"La parole des patients doit améliorer la prise en charge au sein de l'hôpital"

L'invitée de La Matinale - Béatrice Schaad, nouvelle professeure titulaire à l’Institut des Humanités en médecine
L'invitée de La Matinale - Béatrice Schaad, nouvelle professeure titulaire à l’Institut des Humanités en médecine / L'invité-e de La Matinale (en vidéo) / 9 min. / le 29 novembre 2019
Transformer des témoignages de souffrance en outils de formation: Béatrice Schaad, cheffe de la communication du CHUV, décrit vendredi à la RTS sa stratégie pour replacer l'humain au coeur de l'hôpital.

"J'ai l'impression d'être un steak, on m'a traité comme un bout de viande": certaines plaintes de patients enregistrées par le bureau des doléances du Centre hospitalier universitaire vaudois (CHUV) à Lausanne révèlent un ressentiment profond à l'égard du dispositif hospitalier. "L'hôpital accueille ce qui se passe plus largement dans la société, avec une incivilité relationnelle et une violence qui n'existaient pas il y a dix ans", admet Béatrice Schaad, cheffe de la communication du CHUV, fraîchement nommée professeure titulaire à l’Institut des Humanités en médecine. "Et le statut du médecin - et des professionnel de la santé en général - a eux aussi changé."

Sa discipline vise à remettre l'humain au centre d'une pratique médicale devenue parfois trop technique, déshumanisée. "Ce qui nous intéresse, c'est la relation.

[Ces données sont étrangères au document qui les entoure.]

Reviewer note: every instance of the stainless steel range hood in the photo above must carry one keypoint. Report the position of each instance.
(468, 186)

Les difficultés existent des deux côtés, des patients comme des soignants. Un nombre croissant de professionnels viennent nous dire qu'ils rencontrent des difficultés sérieuses dans la relation avec les patients", raconte Béatrice Schaad au micro de La Matinale vendredi.

Complexité et technicité

Les professionnels de la santé se disent notamment déstabilisés par la tendance des patients de s'informer sur leur propre santé, via des applications numériques, notamment. "Les patients arrivent en consultation avec des données sur leur santé, ce qui chahute la relation avec le professionnel, pas habitué à se trouver face à un patient qui revendique une expertise", explique Béatrice Schaad. "Cela demande une adaptabilité du professionnel sans doute plus importante."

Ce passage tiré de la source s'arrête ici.